Donna Elwell from the Alliance says Kinder Morgan will also be withdrawing water from Spectacle Pond, “about a million gallons to flush and test the pipeline that they are putting in before they put the fracked gas through.”

The pond houses endangered species, and environmentalists are worried about potential toxins from the coating of the pipeline. Also…

“We feel in this time when draught has been hitting our communities, it is really, you know, unwise to be taking good clean water out of the pond,” Elwell says.

Kinder Morgan has installed erosion control devices to protect water bodies and streams in Otis State Forest near its 13-mile, $93 million proposed pipeline expansion project.

Kinder Morgan says the project would meet increased demand in the Northeast for transportation capacity for natural gas. The project will upgrade an existing system within New York, Massachusetts and Connecticut. It would loop in Albany County in New York, Berkshire and Hampden Counties in Massachusetts, and Hartford County, Connecticut. 

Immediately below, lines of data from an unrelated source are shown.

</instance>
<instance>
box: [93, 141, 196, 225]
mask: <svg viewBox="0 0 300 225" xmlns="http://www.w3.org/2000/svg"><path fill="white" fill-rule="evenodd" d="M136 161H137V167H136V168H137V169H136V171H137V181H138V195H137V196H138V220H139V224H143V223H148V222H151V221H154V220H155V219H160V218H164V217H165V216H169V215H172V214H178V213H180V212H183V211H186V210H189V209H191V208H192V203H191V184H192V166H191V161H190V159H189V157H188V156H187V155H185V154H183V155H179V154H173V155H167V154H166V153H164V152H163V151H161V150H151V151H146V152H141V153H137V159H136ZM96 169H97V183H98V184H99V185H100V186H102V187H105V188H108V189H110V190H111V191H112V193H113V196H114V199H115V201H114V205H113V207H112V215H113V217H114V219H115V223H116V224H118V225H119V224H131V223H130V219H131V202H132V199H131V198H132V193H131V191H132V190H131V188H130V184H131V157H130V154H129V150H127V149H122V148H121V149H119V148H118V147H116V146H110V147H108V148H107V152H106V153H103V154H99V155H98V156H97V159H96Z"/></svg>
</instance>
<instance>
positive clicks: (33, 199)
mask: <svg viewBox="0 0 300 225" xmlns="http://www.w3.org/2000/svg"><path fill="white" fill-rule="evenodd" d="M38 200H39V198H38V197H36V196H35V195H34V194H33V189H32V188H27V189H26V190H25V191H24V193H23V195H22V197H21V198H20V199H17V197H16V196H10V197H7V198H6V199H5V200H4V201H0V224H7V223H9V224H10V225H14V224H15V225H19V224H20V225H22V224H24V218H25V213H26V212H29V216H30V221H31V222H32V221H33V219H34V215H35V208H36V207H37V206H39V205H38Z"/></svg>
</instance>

Kinder Morgan says it respects the rights of individuals to engage in peaceful and lawful protests as long as work areas are not disturbed or damaged. Link, with the Alliance, says she doesn’t buy it.

“It is a bit of lip service, if you ask me,” Link says. “You know, the area they quote ‘set aside for us’, is a public area where people can be every day, all the time and have a legal right to be. And the access roads they have blocked off, is also public – it’s part of a public state forest. They haven’t set aside it. It isn’t in their jurisdiction. We can be there.”

Kinder Morgan subsidiary Tennessee Gas Pipeline Company expects service to begin in November.